AKP paketlerinin en görkemlisi, tam bir gösteriye sahne olan 2007 Kasım’ında açılan paket.

Binali Yıldırım herhalde o zamandan hatırlıyor, Başbakan Tayyip Erdoğan Kasım 2007’de Güneydoğu’ya müthiş bir çıkarma yapıyor. On beş bakan, nutuklar, multivizyon gösterileri ve türküler eşliğinde “Cumhuriyet tarihinin en kapsamlı ekonomik paketini” açıklıyor.

“Kapsam” deyince, orada durun, hepsi “kapsamlı” çünkü.

2007 Kasım’ından itibaren yatırım gelecek, Güneydoğu’nun kaderi değişecek. Beş yılda, on bir ilde 12 milyar dolar yatırım yapılacak. İş verenlerden sigorta primi alınmayacak. İş yerinde elektrik yüzde elli daha ucuz olacak. Arsalar bedava verilecek, fabrikalar kurulacak, gençlere iş sağlanacak.

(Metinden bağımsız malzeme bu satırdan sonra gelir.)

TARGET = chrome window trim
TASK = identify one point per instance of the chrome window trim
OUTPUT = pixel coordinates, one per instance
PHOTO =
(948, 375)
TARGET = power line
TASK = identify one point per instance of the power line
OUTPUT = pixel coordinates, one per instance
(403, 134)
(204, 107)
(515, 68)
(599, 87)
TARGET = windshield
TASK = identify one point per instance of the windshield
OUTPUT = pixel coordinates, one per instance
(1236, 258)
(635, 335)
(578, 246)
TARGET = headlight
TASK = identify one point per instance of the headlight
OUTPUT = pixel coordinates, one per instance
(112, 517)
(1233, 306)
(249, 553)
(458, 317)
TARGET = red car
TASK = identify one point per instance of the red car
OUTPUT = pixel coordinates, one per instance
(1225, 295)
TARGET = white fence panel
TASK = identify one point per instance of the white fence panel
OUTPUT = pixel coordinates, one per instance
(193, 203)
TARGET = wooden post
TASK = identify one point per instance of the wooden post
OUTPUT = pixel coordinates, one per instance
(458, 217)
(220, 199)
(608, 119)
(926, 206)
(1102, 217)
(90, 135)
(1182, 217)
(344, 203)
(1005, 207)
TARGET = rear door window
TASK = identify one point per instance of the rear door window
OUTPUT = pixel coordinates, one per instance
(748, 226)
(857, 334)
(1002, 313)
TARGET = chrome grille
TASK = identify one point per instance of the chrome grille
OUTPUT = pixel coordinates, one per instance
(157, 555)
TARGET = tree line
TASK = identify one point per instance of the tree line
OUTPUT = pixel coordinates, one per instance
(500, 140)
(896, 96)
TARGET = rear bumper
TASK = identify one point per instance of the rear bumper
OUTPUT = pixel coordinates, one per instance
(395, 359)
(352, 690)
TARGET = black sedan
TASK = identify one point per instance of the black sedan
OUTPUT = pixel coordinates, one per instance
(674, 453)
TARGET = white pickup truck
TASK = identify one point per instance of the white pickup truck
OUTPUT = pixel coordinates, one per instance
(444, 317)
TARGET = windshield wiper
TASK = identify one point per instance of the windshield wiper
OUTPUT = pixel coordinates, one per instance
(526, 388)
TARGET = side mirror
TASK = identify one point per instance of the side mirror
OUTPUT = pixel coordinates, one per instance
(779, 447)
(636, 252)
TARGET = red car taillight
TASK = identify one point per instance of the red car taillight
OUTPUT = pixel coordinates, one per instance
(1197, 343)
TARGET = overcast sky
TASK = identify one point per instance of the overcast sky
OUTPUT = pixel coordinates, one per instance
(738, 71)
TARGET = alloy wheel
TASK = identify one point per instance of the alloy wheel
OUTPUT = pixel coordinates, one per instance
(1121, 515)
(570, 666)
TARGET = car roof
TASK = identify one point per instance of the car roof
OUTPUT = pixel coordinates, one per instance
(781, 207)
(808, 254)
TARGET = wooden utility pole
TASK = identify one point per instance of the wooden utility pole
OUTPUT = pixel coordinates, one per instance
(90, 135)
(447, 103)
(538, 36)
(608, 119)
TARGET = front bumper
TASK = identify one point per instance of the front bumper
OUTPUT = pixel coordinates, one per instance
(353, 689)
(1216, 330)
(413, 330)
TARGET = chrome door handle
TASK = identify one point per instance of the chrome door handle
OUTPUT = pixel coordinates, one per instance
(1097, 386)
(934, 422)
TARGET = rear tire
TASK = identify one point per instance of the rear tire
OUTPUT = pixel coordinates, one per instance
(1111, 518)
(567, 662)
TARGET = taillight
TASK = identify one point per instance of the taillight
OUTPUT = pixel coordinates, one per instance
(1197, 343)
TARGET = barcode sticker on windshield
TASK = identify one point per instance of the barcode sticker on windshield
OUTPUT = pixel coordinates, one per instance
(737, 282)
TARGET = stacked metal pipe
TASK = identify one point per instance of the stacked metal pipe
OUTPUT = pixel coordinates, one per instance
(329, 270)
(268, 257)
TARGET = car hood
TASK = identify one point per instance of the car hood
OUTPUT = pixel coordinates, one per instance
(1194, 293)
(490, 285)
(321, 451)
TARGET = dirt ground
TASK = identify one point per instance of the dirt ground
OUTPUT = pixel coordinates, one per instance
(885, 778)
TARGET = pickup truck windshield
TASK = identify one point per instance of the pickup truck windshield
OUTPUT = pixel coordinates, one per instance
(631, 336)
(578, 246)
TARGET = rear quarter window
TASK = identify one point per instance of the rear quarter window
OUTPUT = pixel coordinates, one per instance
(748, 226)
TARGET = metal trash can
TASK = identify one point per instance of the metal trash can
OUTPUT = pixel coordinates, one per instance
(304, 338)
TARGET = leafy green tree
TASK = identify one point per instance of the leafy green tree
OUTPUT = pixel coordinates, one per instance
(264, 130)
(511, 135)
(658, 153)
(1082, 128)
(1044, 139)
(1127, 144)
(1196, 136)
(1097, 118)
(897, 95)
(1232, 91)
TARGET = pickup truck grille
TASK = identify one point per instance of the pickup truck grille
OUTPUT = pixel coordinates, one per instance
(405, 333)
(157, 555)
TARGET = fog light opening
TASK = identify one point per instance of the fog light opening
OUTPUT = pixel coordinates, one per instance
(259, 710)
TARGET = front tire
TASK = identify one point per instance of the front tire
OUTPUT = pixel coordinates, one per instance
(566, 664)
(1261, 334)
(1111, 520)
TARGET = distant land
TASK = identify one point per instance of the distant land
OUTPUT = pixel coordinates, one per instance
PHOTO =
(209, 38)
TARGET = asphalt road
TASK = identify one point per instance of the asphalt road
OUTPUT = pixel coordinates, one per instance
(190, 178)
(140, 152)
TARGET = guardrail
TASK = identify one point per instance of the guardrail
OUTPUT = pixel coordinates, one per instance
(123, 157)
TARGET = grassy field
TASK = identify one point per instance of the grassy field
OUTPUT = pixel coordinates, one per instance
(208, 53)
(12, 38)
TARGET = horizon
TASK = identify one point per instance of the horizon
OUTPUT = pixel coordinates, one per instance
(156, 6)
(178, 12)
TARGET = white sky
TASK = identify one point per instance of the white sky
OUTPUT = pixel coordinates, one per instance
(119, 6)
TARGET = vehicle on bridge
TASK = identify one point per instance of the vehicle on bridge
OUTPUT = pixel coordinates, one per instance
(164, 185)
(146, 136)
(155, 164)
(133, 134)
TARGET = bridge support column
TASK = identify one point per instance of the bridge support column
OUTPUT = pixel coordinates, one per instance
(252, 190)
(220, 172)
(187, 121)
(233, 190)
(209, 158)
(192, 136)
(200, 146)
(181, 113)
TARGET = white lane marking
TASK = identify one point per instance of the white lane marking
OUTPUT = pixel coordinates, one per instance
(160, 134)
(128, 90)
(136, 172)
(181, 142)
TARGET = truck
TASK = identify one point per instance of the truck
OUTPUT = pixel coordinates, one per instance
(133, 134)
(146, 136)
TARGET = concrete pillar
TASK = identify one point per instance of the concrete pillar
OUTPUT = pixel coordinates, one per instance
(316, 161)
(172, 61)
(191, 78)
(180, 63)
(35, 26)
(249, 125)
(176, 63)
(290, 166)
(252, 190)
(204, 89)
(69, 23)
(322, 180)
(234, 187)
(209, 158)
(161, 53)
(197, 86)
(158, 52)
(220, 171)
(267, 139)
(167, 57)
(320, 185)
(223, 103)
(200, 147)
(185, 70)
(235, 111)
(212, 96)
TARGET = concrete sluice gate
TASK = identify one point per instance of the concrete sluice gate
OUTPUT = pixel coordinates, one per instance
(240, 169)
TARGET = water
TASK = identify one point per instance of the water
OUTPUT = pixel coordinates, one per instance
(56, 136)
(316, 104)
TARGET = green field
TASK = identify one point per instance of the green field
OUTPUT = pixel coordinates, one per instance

Mart 2008’de bu pakete “Eylem Planı” ekleniyor, paket nasıl hayata geçecek, onun ayrıntıları. En başta ve özellikle GAP’ta enerji ve sulama projeleri için elden gelen çaba harcanacak.

Her bir paketin açılmasının üstünden üç, beş ay geçtikten sonra, çatlak sesler, patlak haberler gelmeye başlıyor.

“Teröristler iş makinalarını yaktı.”

“Üç mühendis kaçırıldı.”

“Kaçırılan sekiz işçiden dört gündür haber alınamıyor.”

“Fabrikanın temeline dinamit atıldı.”

“Cumhuriyet Tarihinin en kapsamlı paketi” kağıt üstünde kalıyor. Tıpkı, öncekiler gibi.

 

GAP

 

Binali Yıldırım önceki gün konuşmasında bir vurgu yapıyor:

“Bölgenin kalkınma dinamiği tarımdır.”

Bölgede tarım denilince, akla GAP (Güneydoğu Anadolu Projesi) geliyor. 1970’lerin başından itibaren Demirel’in simgesi, onun en büyük projesi GAP.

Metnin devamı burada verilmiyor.